What makes these 71-75-year-olds still go out there and perform, and perform for as long as they do? More money? Probably. But the happiness that one could see in their eyes on the big screen at Wembley on that day tells me they love what they do and want to continue doing it over and over again. That’s the long and the short of it. As someone told me recently, Joe Biden and Mick Jagger are both the same age, but you can see the difference.
I sincerely wish that when I am in my seventies I have this kind of passion left for the three things that give me the most pleasure in life: writing, reading. and listening to music—I cannot live a life of drawing meaning from the lives of my children because I don’t have any.
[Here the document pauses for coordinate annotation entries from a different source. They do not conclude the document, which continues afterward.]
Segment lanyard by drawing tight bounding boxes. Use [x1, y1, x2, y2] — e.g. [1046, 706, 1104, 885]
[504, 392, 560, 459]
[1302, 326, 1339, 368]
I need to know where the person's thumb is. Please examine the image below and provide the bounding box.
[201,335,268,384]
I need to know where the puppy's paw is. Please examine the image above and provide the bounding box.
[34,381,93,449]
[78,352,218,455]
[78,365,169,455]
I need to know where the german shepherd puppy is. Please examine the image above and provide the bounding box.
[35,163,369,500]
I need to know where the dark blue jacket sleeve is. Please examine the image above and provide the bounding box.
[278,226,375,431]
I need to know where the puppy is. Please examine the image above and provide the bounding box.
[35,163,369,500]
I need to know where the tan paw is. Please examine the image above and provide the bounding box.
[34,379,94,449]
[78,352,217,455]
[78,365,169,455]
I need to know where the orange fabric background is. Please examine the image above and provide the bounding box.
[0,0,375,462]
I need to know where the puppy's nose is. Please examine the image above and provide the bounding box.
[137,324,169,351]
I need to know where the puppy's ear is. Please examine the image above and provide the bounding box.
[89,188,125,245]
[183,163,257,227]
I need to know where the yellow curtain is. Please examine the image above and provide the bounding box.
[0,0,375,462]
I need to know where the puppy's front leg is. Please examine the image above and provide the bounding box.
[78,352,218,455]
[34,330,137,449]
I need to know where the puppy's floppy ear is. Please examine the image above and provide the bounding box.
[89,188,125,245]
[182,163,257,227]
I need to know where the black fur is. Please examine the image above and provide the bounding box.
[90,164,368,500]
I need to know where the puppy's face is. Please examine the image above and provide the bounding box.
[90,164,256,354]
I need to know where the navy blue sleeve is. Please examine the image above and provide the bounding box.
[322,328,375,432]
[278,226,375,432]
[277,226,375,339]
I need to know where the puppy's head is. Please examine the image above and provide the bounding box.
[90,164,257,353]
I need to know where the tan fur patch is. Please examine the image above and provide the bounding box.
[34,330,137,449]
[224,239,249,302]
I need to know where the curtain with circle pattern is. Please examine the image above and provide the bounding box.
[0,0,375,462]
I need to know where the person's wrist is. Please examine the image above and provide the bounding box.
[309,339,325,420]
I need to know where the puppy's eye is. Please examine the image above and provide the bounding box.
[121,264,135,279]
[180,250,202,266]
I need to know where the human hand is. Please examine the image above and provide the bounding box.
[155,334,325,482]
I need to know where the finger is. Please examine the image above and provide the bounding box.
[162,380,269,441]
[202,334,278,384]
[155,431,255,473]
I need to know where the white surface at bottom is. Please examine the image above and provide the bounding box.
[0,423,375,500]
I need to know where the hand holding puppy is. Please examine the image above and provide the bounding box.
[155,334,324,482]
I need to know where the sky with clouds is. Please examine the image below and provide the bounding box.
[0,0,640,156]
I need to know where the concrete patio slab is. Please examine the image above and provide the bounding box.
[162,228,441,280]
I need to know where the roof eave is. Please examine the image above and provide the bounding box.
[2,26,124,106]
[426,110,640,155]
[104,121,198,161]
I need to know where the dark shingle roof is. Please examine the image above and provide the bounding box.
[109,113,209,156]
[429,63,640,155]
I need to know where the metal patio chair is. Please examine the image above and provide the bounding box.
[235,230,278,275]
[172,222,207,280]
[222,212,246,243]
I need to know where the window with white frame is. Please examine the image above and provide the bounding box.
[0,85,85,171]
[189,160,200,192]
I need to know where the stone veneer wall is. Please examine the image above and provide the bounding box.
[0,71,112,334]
5. Of course, all of us cannot be lucky in our lives to follow our passions and make money from it. There are parental and personal consumeristic ambitions to fulfil. Buy a car. Buy that latest iPhone. Buy a home. And more homes—how else do you tell the world, look, look, I have so much money. Your stocks, mutual funds and gold can’t talk. Real estate can. Then there is all that travelling to be done. Instagram posts to be put up. A passion doesn’t always throw up so much money. At least, not for everyone. Also, most importantly, in a lifetime of running with the herd, there has to be a passion to start with.
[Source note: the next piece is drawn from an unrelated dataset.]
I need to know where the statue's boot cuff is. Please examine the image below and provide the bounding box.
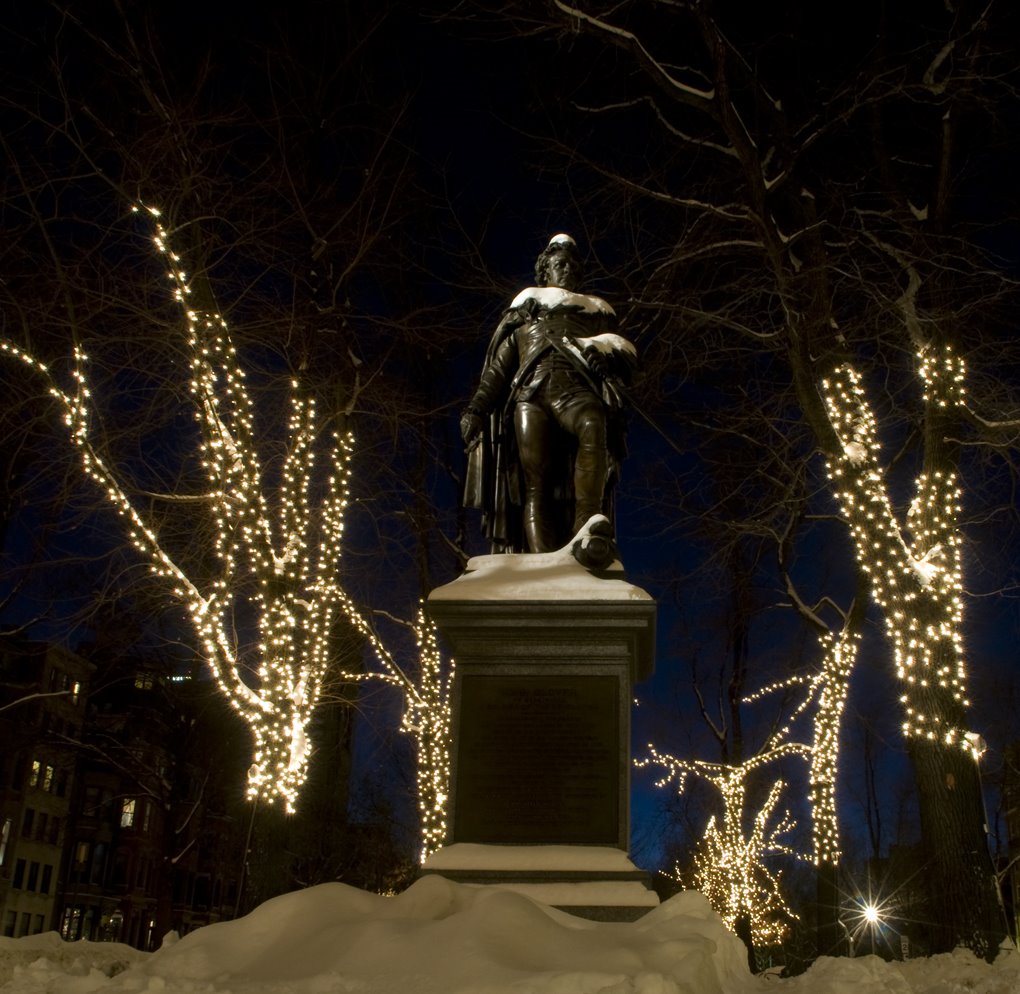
[570,514,617,570]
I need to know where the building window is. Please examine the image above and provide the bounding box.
[120,797,135,828]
If you don’t have a passion or have one but can’t make money out of it or have put it on the backburner in the larger scheme of things, and once you are done paying EMIs, and fulfilling some parental ambition, given that it never seems to end, at least follow those who have a passion.
Watch a good play. See the concerts of musicians you love (and those who play actual live music on stage, not just sing to recorded music being played). Read a good book. Go to a literature festival. Watch sports live in a stadium. Check out the museums, the secondhand bookstores, and have friends with whom you can actually talk about things beyond who is making how much and who is sucking up to whom. Live your life given that you only live it once. Experience the newer experiences. Or at least embrace the spirit of what Nicholson Baker writes in U&I: “What-new-fields-can-we-conquer-now?"
And finally, listen to what you are being told. Don’t be an uncle. And don’t eat mussels a day before you are supposed to go to listen to a Bruce Springsteen and the E Street Band concert.
Now, that leaves me with just one question: How do I feel the same kind of peak I experienced on 25 July all over again? There is just one answer: Robert Allen Zimmerman, here I come.